2. 400yrs turpentine-free
London has Holland’s Willem III, aka the male half of England’s William and Mary, to thank for gin. He was kind of a giant dick to his fatherland, hyper-taxing jenever imports while turning a blind eye to peeps spewing out turpentine-laden bathtub brew. Thus, gin was born. Do a side-by-side jenever-gin comparison at the ultra-modern museum and cocktail room the House of Bols, from the original jenever AND gin producer (since 1575), or head to their former rival's hilariously named tasting room Wynand Fockink.
3. Flavors include “Bitter Suffering’s Comfort”, “Shirt Lifter”, and “Little Hans in the Basement”
OK, technically jenever only comes in three varieties: oud (old), jong (young), or korenwijn (corenwyn).
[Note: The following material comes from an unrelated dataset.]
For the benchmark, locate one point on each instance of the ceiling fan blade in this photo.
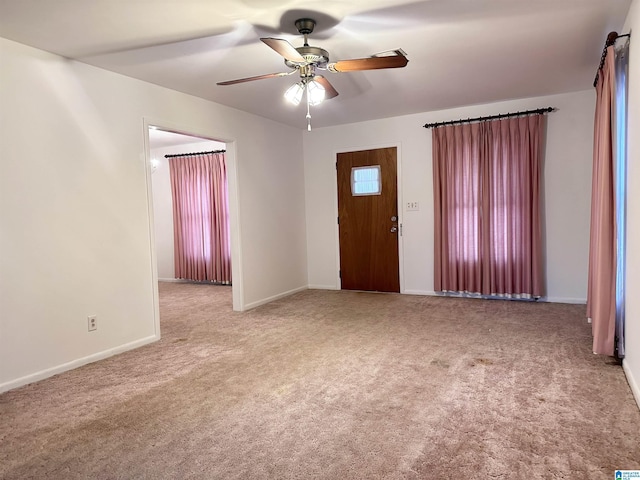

The difference boils down to how old-school the recipe they used was. The jong stuff tastes more like vodka (or gin) than the sweeter, more firey, oak-aged oud and korenwijn varieties. And korenwijn uses more malt wine as a base for an even gnarlier, more distinct flavor. To try them for yourself, make like Anthony Bourdain and let the barman of the back-Medieval-alley Drie Fleschjes guide you. Just ask him to be gentle.
The possibilities don’t stop here, though. Jenever’s almost always sold alongside a line of liqueurs flavored with herbs, fruits, nuts, and flowers that’re just as old and authentic as the juniper juice itself.These are the guys with the fun names from above. (OK, want some more? Try “Bride’s Tears”,“Parrot Soup”, and “My Aunt’s Perfume”.) Often more pleasant to drink, you will still feel the burn. Work your way through the wall of flavors in A. van Wees’s Centraal Station outpost De Ooievaar.
4. There’s a special drinking ritual, with an optional happy ending
Say you find yourself at In de Olofspoort, a spot that can trace its roots to Amsterdam’s origin legend. On the bar in front of you, a tulip-shaped glass of jenever is filled to the brim, and daring you to spill it. How do you tackle this stuff? Well, you're supposed to put your hands behind your back, and dip your head down to the glass, that's how. You can even follow it with a beer, a combo called a kopstoot, or headbutt. In fact, this process is so awesome that it’s already been documented by Thrillist in San Francisco.